Publicamos o resumo da comunicação de João Teixeira Lopes, que fala da interiorização por parte de uma larga parte dos “jovens adultos” das novas classes médias urbanas de um ethos baseado na ”flexibilidade”, no “empreendedorismo”, nas “novas tecnologias da informação e da comunicação”.
Foto de Paulete Matos

Uma das contribuições matriciais de Gramsci consistiu em demonstrar que os factores imateriais e simbólicos são tão decisivos quanto os económicos na reprodução do sistema capitalista. Na verdade, a hegemonia é igual à coerção + consenso (ou “coerção revestida de consenso”). Castoriadis, por seu lado, acentua a produção do consentimento como nó górdio da perpetuação do capitalismo: “O sistema capitalista só pode sobreviver tratando de reduzir continuamente os assalariados a simples executantes e só pode funcionar na medida em que esta redução não se opere. O capitalismo está obrigado a solicitar constantemente a participação que ele mesmo trata, por outro lado, de impossibilitar”. Bolstanski e Chiapello mostram ainda como o capitalismo absorve parte das críticas que lhe são dirigidas para se poder metamorfosear.

Ora, falarei precisamente da interiorização por parte de uma larga parte dos “jovens adultos” das novas classes médias urbanas de um ethos baseado na ”flexibilidade”, no “empreendedorismo”, nas “novas tecnologias da informação e da comunicação”.

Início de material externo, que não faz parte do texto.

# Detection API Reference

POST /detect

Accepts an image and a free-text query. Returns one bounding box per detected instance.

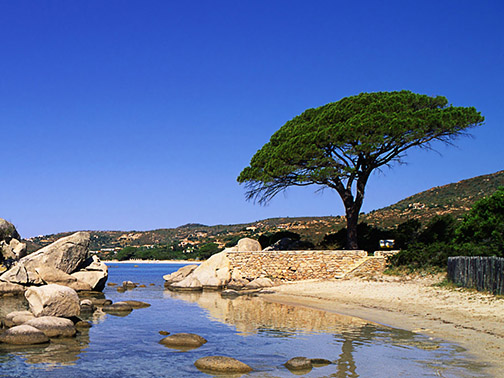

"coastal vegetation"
[389,187,504,270]
[238,91,484,249]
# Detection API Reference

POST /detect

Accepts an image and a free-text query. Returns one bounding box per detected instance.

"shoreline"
[101,260,203,264]
[261,276,504,376]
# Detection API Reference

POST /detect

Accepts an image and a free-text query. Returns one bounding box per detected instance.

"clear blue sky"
[0,0,504,237]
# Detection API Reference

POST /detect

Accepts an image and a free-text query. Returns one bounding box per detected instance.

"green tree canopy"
[238,91,484,249]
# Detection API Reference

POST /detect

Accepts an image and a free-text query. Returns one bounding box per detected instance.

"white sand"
[263,276,504,377]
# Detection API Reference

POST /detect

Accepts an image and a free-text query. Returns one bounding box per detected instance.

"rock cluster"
[0,218,26,269]
[0,229,108,295]
[163,238,273,291]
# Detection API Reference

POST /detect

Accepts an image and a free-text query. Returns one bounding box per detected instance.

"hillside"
[27,171,504,251]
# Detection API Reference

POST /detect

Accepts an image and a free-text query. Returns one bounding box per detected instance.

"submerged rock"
[102,302,133,316]
[310,358,332,367]
[285,357,313,370]
[0,324,49,345]
[163,264,198,287]
[0,281,26,297]
[122,281,138,290]
[4,311,35,327]
[167,252,231,290]
[121,300,150,310]
[160,333,207,348]
[25,284,80,318]
[25,316,76,337]
[194,356,253,373]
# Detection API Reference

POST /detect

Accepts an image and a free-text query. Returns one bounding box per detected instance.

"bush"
[455,187,504,257]
[320,222,393,252]
[258,231,301,249]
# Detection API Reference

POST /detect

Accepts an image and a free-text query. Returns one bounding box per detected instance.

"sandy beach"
[263,275,504,377]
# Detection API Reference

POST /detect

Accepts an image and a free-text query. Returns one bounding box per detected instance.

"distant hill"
[27,171,504,251]
[361,171,504,228]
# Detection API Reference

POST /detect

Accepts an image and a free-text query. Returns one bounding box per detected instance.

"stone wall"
[227,251,368,281]
[226,250,398,281]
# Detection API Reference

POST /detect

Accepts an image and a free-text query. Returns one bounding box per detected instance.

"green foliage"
[388,214,457,270]
[393,219,422,249]
[258,231,301,249]
[238,91,484,248]
[455,187,504,257]
[320,222,393,252]
[388,195,504,270]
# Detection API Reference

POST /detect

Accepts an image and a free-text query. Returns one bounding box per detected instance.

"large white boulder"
[25,284,80,318]
[163,264,198,286]
[0,218,21,242]
[0,263,44,285]
[168,252,231,290]
[19,231,90,273]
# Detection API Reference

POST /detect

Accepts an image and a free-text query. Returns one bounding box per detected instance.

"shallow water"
[0,264,487,378]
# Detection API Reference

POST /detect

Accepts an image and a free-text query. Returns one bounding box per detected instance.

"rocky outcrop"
[0,218,21,242]
[0,218,26,271]
[72,256,108,291]
[0,232,108,294]
[19,231,90,274]
[167,252,231,290]
[163,238,280,291]
[194,356,252,373]
[0,239,26,260]
[4,311,35,328]
[163,264,198,287]
[0,324,49,345]
[0,264,44,286]
[0,281,26,297]
[25,284,80,318]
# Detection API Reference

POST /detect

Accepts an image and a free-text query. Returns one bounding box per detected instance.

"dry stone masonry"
[226,251,368,281]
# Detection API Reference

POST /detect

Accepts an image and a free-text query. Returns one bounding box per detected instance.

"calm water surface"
[0,264,487,378]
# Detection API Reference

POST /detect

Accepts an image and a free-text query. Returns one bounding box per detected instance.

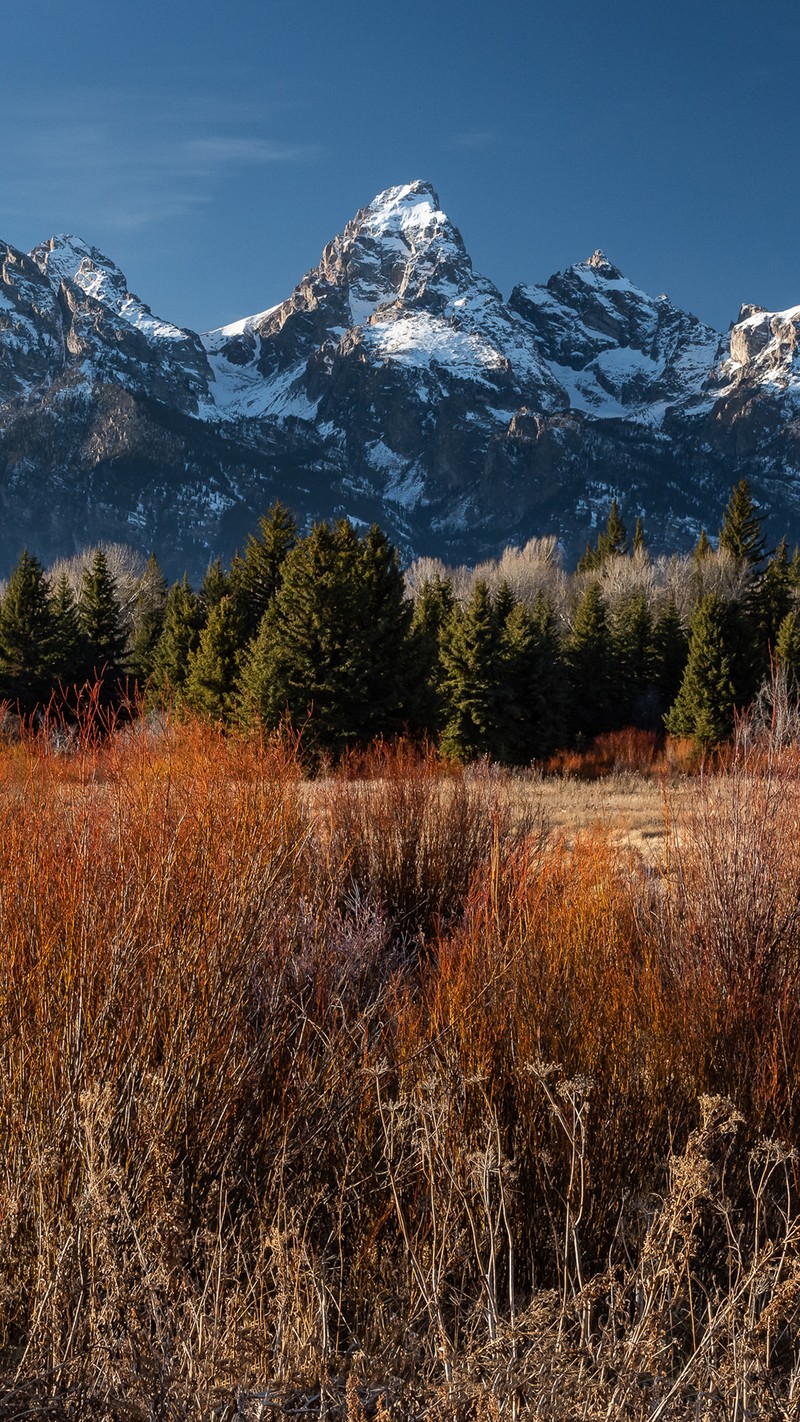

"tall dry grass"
[0,721,800,1419]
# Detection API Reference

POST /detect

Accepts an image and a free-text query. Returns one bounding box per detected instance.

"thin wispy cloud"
[0,90,323,242]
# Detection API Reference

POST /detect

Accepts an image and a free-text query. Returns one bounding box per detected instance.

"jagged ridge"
[0,182,800,574]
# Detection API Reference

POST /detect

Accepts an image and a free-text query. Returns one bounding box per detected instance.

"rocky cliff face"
[0,182,800,576]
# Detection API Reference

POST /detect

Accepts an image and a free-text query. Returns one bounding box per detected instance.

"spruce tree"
[442,579,503,761]
[0,549,55,712]
[78,547,126,700]
[235,519,412,754]
[564,582,614,738]
[719,479,764,567]
[200,557,232,617]
[148,576,203,702]
[499,594,567,765]
[230,499,297,640]
[357,523,413,739]
[665,593,736,745]
[182,596,242,721]
[409,573,455,735]
[53,573,87,690]
[652,597,689,720]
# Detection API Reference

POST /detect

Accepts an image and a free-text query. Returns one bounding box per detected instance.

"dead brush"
[0,722,800,1422]
[662,711,800,1129]
[305,741,543,946]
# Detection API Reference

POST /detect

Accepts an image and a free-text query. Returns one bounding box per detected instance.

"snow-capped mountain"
[0,182,800,576]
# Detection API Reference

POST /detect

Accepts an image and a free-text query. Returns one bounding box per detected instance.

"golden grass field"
[0,722,800,1422]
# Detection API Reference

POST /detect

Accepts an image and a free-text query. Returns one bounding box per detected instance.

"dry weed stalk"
[0,724,800,1422]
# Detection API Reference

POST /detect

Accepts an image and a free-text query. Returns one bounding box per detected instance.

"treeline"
[0,482,800,764]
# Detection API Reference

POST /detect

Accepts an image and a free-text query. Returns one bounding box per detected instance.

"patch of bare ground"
[514,771,679,860]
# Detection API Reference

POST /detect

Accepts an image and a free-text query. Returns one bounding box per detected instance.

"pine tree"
[610,592,658,727]
[665,593,736,745]
[182,596,242,721]
[774,609,800,688]
[128,553,168,687]
[0,549,55,712]
[240,519,412,754]
[409,573,455,735]
[148,576,203,702]
[564,583,614,738]
[442,579,503,761]
[497,594,566,765]
[53,573,87,691]
[200,557,232,617]
[719,479,764,567]
[230,499,297,640]
[357,523,413,739]
[78,547,126,700]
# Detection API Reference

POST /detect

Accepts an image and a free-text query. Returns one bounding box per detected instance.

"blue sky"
[0,0,800,330]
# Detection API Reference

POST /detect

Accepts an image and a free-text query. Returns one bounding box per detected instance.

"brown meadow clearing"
[0,722,800,1422]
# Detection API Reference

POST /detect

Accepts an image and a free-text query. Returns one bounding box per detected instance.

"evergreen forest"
[0,481,800,765]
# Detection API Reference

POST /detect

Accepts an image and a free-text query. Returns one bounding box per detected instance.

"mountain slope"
[0,182,800,577]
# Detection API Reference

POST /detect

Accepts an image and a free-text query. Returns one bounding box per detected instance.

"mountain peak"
[353,178,463,252]
[28,232,125,284]
[584,247,622,282]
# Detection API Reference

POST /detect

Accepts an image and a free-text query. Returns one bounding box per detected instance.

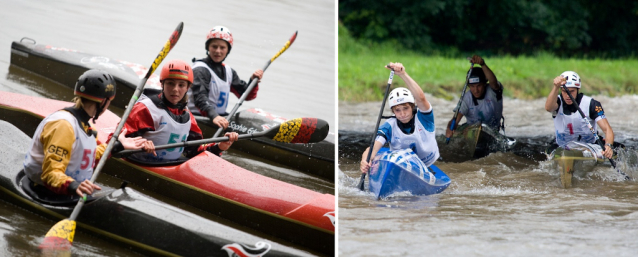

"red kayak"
[0,92,336,255]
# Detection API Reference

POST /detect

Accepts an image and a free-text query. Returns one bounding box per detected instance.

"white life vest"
[461,82,503,131]
[188,61,233,115]
[23,111,97,185]
[131,95,192,161]
[554,95,596,146]
[386,116,440,166]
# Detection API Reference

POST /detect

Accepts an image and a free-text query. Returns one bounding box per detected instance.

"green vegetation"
[338,24,638,102]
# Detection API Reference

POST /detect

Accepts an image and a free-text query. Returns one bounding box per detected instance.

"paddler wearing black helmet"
[24,70,146,196]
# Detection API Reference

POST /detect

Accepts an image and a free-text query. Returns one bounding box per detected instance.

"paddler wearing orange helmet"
[117,60,239,162]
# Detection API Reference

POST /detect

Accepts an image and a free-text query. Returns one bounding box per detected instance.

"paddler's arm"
[596,100,614,158]
[596,118,614,158]
[230,69,264,101]
[445,112,463,138]
[386,63,431,110]
[545,76,567,113]
[359,140,383,173]
[40,120,101,196]
[95,127,148,159]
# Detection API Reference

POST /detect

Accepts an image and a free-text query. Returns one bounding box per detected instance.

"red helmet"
[204,26,233,52]
[160,60,193,84]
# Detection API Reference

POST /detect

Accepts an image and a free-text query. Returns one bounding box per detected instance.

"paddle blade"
[272,118,330,144]
[39,219,76,250]
[357,173,366,191]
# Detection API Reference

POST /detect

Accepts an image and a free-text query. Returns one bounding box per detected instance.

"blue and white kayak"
[369,148,451,199]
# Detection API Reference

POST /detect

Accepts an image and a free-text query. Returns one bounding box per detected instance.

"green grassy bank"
[338,24,638,102]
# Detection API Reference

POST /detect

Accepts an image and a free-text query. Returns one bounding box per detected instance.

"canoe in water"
[437,123,516,162]
[10,38,335,178]
[550,142,605,188]
[369,149,450,199]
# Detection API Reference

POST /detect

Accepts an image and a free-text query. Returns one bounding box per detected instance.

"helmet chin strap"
[93,98,111,123]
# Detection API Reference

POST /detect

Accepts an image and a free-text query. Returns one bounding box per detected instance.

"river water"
[0,0,336,256]
[338,93,638,256]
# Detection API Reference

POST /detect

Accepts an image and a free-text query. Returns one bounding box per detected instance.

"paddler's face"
[162,79,190,104]
[392,103,413,123]
[560,87,578,105]
[100,99,111,115]
[208,39,228,62]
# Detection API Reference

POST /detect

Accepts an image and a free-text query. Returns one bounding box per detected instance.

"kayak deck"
[369,149,450,199]
[437,123,516,162]
[11,40,335,178]
[0,121,308,256]
[0,92,335,255]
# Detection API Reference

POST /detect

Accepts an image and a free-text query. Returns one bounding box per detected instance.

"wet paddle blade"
[39,219,76,250]
[272,118,330,144]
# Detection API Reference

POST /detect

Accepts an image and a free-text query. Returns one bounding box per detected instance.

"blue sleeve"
[416,111,434,132]
[377,121,392,142]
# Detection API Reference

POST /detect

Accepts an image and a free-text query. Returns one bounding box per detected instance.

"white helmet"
[560,71,580,88]
[389,87,414,108]
[205,26,233,52]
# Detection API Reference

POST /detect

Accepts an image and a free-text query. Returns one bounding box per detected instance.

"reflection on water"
[338,96,638,256]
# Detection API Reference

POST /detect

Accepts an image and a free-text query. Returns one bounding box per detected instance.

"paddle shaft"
[118,131,270,156]
[213,31,298,137]
[445,63,474,144]
[562,85,631,180]
[357,66,394,191]
[69,22,184,220]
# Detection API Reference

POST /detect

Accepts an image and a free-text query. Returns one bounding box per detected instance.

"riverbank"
[338,25,638,102]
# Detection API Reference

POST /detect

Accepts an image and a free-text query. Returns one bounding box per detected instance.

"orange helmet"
[160,60,193,84]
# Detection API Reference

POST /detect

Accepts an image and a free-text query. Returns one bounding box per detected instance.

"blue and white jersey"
[376,107,440,166]
[188,61,233,115]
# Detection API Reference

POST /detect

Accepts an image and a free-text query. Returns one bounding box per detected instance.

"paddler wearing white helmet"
[188,26,264,129]
[545,71,614,158]
[360,63,439,173]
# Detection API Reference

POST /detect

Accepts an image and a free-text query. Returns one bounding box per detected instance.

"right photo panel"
[336,0,638,256]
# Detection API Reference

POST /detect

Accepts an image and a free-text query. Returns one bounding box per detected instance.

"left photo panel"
[0,0,337,256]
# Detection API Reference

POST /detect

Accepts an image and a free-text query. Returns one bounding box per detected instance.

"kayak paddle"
[39,22,184,250]
[445,57,474,144]
[357,64,394,191]
[563,85,631,180]
[118,118,330,156]
[213,31,297,137]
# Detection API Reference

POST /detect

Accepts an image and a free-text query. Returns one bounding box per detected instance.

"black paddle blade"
[268,118,330,144]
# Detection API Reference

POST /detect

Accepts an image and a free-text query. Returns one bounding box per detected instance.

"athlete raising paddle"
[360,63,439,173]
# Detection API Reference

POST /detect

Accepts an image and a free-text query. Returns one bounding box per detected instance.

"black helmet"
[74,70,116,103]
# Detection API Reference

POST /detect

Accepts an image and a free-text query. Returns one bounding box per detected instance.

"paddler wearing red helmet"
[117,60,239,162]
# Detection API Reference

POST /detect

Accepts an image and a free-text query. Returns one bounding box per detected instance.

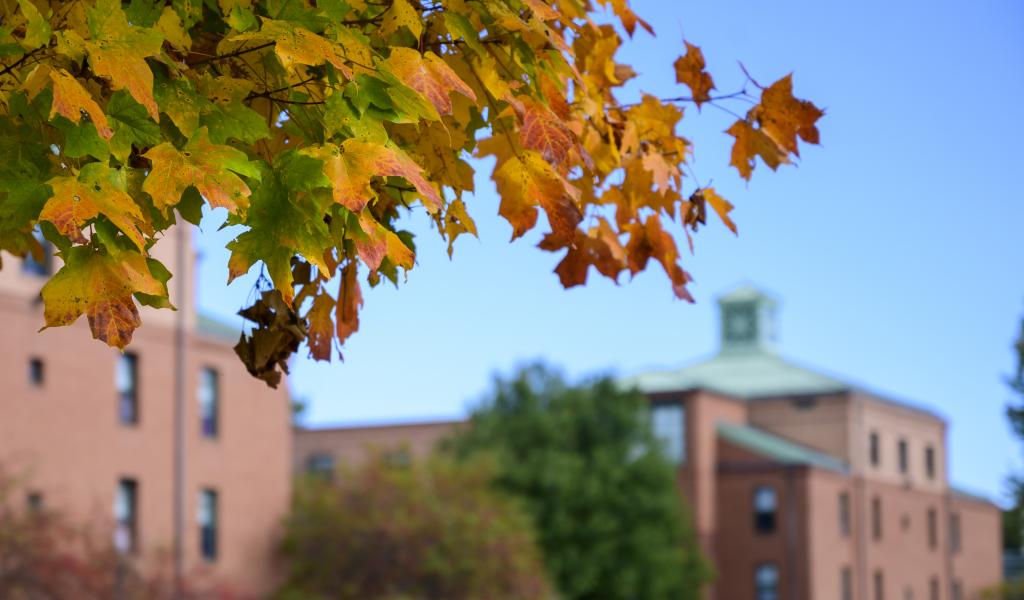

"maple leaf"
[39,163,153,252]
[384,48,476,115]
[85,0,164,121]
[306,294,335,360]
[674,41,715,108]
[43,68,114,139]
[231,18,352,79]
[726,120,790,180]
[756,75,824,157]
[602,0,654,36]
[626,214,693,302]
[334,263,362,344]
[351,210,416,270]
[142,128,260,212]
[438,200,477,258]
[40,246,167,348]
[379,0,423,39]
[494,151,583,244]
[302,139,444,213]
[234,290,307,388]
[541,217,626,288]
[17,0,52,50]
[0,0,821,378]
[690,187,737,233]
[227,166,331,306]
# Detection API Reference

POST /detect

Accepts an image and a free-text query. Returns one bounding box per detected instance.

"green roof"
[949,485,995,505]
[196,312,242,343]
[622,351,852,399]
[718,423,848,473]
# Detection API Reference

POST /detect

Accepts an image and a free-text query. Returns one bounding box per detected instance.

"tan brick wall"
[293,421,465,473]
[0,229,291,592]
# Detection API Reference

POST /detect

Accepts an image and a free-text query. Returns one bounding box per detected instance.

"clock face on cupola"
[723,302,758,343]
[719,286,775,351]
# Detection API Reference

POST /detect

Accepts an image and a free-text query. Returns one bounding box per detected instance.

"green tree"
[278,455,550,600]
[449,366,711,600]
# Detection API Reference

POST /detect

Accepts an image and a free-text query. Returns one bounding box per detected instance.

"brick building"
[0,227,291,594]
[295,288,1000,600]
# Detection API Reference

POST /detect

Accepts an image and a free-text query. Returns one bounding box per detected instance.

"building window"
[871,496,882,540]
[754,562,779,600]
[839,566,853,600]
[116,352,138,425]
[22,227,53,276]
[199,367,220,437]
[839,491,850,538]
[199,489,218,560]
[29,357,46,387]
[650,402,686,464]
[306,453,334,480]
[928,508,939,550]
[754,485,778,533]
[950,580,964,600]
[949,513,961,553]
[25,491,43,514]
[114,478,138,553]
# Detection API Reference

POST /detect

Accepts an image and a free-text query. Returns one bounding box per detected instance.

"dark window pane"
[199,367,220,437]
[871,496,882,540]
[839,491,850,538]
[949,513,961,553]
[754,485,778,533]
[928,508,939,549]
[116,352,138,425]
[199,489,219,560]
[29,358,46,387]
[25,491,43,513]
[754,563,779,600]
[114,479,138,552]
[650,402,686,464]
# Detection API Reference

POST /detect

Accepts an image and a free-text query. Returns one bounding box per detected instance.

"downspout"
[172,222,189,600]
[850,396,870,600]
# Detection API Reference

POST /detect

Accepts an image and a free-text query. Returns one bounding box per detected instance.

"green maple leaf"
[142,129,260,212]
[40,246,167,348]
[227,163,332,304]
[39,163,152,252]
[106,91,163,163]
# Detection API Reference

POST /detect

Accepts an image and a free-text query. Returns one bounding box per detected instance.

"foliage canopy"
[0,0,822,384]
[451,367,711,600]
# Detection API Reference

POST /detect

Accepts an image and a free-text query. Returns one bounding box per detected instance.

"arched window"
[754,485,778,533]
[754,562,778,600]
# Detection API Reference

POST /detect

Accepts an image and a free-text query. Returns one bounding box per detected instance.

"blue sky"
[197,0,1024,498]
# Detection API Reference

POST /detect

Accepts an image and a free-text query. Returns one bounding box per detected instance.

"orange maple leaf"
[756,75,824,157]
[385,48,476,115]
[675,41,715,109]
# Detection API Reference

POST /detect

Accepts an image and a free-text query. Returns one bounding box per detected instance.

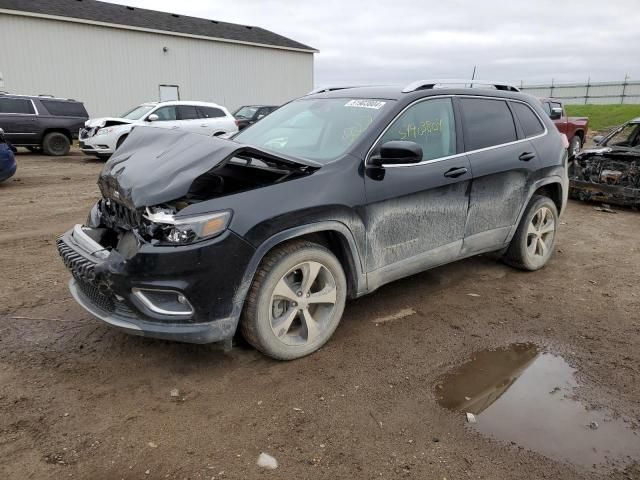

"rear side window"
[460,98,518,151]
[153,106,177,122]
[198,106,226,118]
[40,100,89,117]
[0,98,36,114]
[511,102,544,138]
[178,105,200,120]
[381,98,456,160]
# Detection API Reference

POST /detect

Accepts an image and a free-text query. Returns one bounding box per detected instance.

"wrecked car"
[569,117,640,207]
[57,80,568,359]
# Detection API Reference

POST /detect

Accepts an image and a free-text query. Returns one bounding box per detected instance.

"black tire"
[569,135,582,158]
[116,133,129,150]
[504,195,558,271]
[42,132,71,157]
[240,241,347,360]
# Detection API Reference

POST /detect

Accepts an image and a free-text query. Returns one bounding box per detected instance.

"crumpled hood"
[84,117,134,128]
[98,126,321,209]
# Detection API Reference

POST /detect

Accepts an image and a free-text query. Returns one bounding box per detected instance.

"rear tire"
[42,132,71,157]
[504,195,558,271]
[240,241,347,360]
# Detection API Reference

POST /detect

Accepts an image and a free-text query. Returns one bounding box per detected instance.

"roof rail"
[307,85,360,95]
[402,78,520,93]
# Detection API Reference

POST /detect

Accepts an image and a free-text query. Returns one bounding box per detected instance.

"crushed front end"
[569,147,640,207]
[57,128,316,343]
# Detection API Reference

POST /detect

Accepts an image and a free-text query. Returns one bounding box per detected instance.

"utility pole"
[584,75,591,105]
[620,73,629,104]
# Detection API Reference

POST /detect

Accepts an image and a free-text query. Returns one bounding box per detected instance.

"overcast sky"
[106,0,640,86]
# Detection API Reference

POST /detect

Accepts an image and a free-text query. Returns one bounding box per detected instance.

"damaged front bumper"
[57,225,253,343]
[569,148,640,207]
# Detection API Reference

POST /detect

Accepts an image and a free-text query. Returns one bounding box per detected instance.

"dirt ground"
[0,152,640,480]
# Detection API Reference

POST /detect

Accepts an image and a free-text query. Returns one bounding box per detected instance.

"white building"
[0,0,317,117]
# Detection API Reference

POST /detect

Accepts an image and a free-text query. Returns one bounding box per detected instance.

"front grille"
[80,128,96,139]
[56,238,96,283]
[74,275,116,313]
[57,238,138,320]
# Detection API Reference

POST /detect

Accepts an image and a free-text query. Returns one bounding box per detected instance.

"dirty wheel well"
[533,183,562,213]
[264,230,357,298]
[42,128,73,142]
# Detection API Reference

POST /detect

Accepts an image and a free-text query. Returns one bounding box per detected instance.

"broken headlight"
[144,208,231,245]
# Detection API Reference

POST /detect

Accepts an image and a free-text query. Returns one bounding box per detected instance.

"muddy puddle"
[436,344,640,470]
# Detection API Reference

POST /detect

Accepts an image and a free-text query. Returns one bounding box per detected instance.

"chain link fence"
[520,80,640,105]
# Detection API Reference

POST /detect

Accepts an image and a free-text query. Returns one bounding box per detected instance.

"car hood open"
[98,126,321,209]
[84,117,134,128]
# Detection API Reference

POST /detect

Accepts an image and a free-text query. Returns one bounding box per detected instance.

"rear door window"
[40,100,89,117]
[198,106,226,118]
[460,98,518,151]
[511,102,544,138]
[381,98,456,160]
[0,98,36,115]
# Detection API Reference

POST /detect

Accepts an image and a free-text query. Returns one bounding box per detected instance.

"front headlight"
[144,208,231,245]
[96,127,114,135]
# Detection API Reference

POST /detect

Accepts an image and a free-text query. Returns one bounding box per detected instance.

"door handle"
[444,167,469,178]
[518,152,536,162]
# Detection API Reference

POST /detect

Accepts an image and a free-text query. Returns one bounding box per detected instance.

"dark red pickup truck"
[540,98,589,157]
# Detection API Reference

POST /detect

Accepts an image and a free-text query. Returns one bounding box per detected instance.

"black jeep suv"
[53,81,568,359]
[0,93,89,156]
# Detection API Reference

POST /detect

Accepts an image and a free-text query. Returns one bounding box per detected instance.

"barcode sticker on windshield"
[344,100,387,110]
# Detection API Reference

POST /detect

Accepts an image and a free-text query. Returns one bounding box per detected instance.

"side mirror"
[549,107,562,120]
[369,140,422,167]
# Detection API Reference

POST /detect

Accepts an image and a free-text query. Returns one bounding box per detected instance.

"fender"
[506,175,569,245]
[225,221,367,330]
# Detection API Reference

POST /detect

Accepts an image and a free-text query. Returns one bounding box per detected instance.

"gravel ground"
[0,152,640,480]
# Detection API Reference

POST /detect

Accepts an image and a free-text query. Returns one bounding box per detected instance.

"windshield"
[234,98,390,163]
[233,107,258,118]
[120,105,155,120]
[606,123,640,148]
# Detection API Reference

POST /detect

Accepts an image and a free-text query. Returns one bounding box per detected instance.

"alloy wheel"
[527,207,556,258]
[269,261,337,345]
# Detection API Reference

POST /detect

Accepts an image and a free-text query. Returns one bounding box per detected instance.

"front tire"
[42,132,71,157]
[504,195,558,271]
[240,241,347,360]
[569,135,582,158]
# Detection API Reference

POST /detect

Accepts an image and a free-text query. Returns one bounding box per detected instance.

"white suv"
[79,101,238,158]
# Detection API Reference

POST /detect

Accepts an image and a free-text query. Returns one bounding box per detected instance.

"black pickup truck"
[0,93,89,156]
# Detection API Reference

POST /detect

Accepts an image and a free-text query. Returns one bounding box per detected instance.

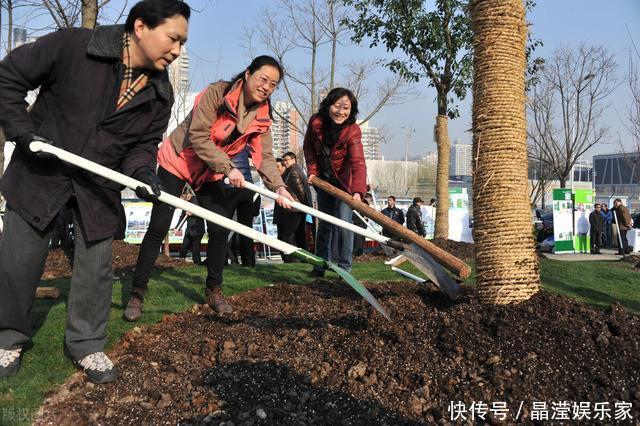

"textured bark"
[434,115,451,238]
[471,0,540,304]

A artistização do capitalismo pode ser encarada como uma fórmula adaptativa que lhe permite mobilizar os trabalhadores criativos, doravante essenciais para a produção, circulação e destruição de mercadorias em regime de acumulação flexível. Todos esses trabalhadores, enfim, que fazem do seu quotidiano uma obra de arte, antes mesmo de fazerem as obras de arte, e que constituem hoje um núcleo relativamente numeroso e central dos novo pessoal dos serviços com forte pendor intelectual e científico, juvenilizado e tendencialmente precário. Não falamos, pois, apenas do violoncelista, do escultor, do pintor ou do escritor. Falamos, também, de todos os técnicos superiores que trabalham na criação de conteúdos e no manuseamento de informação, frequentemente para grandes grupos económicos globais. Profissionais que conciliam, no seu habitus, “o impulso para resistir” e “a fantasia da autonomia” incorporando discretamente os valores da acumulação flexível em nome de um pendor libertário e anti-burocrático; profissionais que se representam como autónomos, libertos de constrangimentos (horários, rotinas, patrões) e sob a lógica nómada do projecto. Profissionais que transformam as cidades, reciclando espaços urbanos residuais, intersticiais ou vazios numa lógica cultural e artística, gerando novos contextos físicos e organizacionais para as suas práticas (casas e fábricas abandonadas, velhos armazéns, etc.), inserindo-se em novas categorias, tantas vezes de dupla pertença (empreendedores em part-time e assalariados precários, por exemplo), criando novos ambientes organizacionais e cenários de interacção que definem como co-working ou open-spaces; formando cooperativas e associações, saltando da restrita esfera da arte para as mais largas atmosferas estetizantes. Profissionais adaptáveis, num capitalismo em metamorfose parcial. Profissionais, em suma, que vivem o paradoxo, assinalado por Beck de se criarem a si próprios por obrigação social, pressuposto do individualismo institucionalizado da segunda modernidade.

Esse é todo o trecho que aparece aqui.